Reassured by his chief retainer, Hugues leaned his body back into the throne and let out a small sigh.

He had no regrets about exiling his sister, but he did feel apologetic.

She was the sister who had held the country together in his stead while he was still young. He loved her, and he was grateful to her. That was precisely why he absolutely could not allow her to marry into the Empire while retaining her position as Princess Regent.

He was still young.

He had no intention of losing to the adults in a battle of wits, but his form was still that of a child.

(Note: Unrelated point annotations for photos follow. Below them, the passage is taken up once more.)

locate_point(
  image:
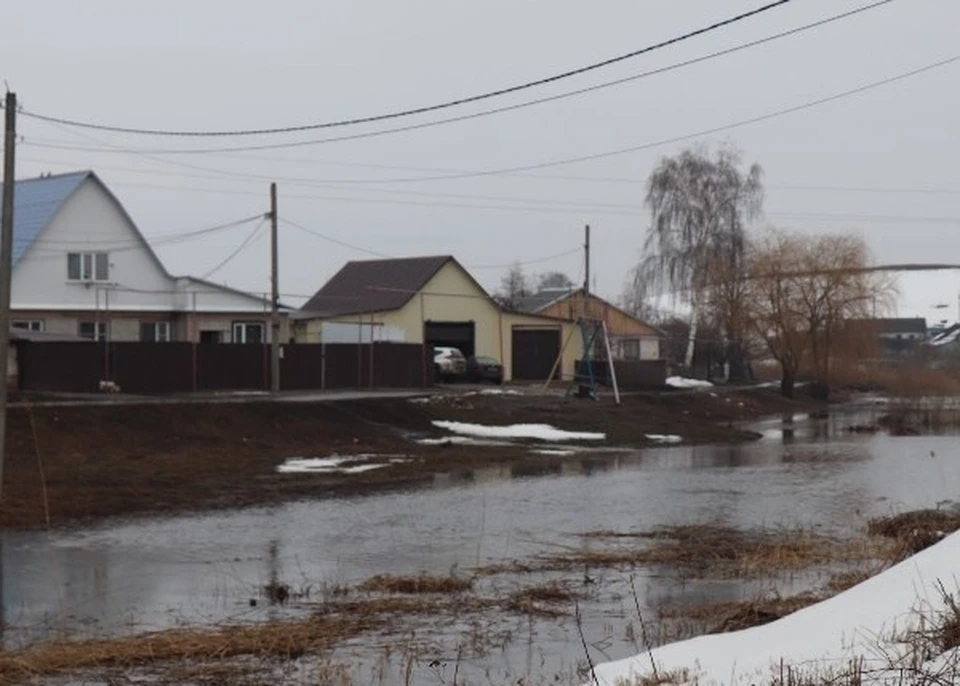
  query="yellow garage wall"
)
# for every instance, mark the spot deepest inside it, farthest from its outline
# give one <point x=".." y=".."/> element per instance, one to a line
<point x="453" y="296"/>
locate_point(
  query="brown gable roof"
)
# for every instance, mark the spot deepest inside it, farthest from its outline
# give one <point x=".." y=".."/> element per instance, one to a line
<point x="374" y="285"/>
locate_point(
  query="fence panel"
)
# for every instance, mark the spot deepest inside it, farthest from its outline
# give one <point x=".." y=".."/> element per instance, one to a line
<point x="632" y="375"/>
<point x="152" y="367"/>
<point x="233" y="366"/>
<point x="73" y="367"/>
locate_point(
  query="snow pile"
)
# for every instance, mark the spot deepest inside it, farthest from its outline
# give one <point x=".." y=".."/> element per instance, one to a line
<point x="461" y="440"/>
<point x="867" y="622"/>
<point x="552" y="452"/>
<point x="493" y="391"/>
<point x="334" y="464"/>
<point x="682" y="382"/>
<point x="664" y="438"/>
<point x="540" y="432"/>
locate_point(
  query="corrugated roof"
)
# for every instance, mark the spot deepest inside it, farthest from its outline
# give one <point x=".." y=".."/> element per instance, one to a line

It would take a little more time before he could face the Empire on his own.

In the meantime, what if his sister were to give birth to several sons?

It was not inconceivable that the pro-Celestine faction, still smoldering within the country, would rally behind one of those sons as a figurehead and march on La Parisia. The capital, a hub of transportation, was also in a location that was easy to attack. It would not fall, but he had to avoid internal chaos at all costs.

While his twelve-year-old mind considered all of this, Hugues’s true aim lay elsewhere.

“If I didn’t do this, sister would end up suffering, torn between the Eastern Kingdom and her husband.”

“With all due respect, I believe it was a wise consideration, Your Majesty.”

Celestine de Oiria would soon become simply Celestine.

Not the venomous woman of the Eastern Kingdom skilled in machinations and intrigue, but a nineteen-year-old bride, Celestine.

“You have worked hard, sister. From now on, Hugues will rule this country alone.”

It was both a farewell and a declaration of his resolve.

Though the two were now completely estranged, perhaps one day they might reconcile.

When that day came, he hoped they could talk as just Hugues and Celestine, sharing some delicious food at a tavern somewhere.

With such thoughts in his mind, Hugues began issuing a rapid-fire series of orders.

He had turned his sister from a princess into a commoner. The price for that was his to bear.

The tasks to be done seemed infinite, and there were still not many people he could entrust them to. For a while, he would have to carry the burden of everything himself.

He felt no anxiety. It was a path his sister had also walked.

He still kept his sister’s portrait inside the locket around his neck.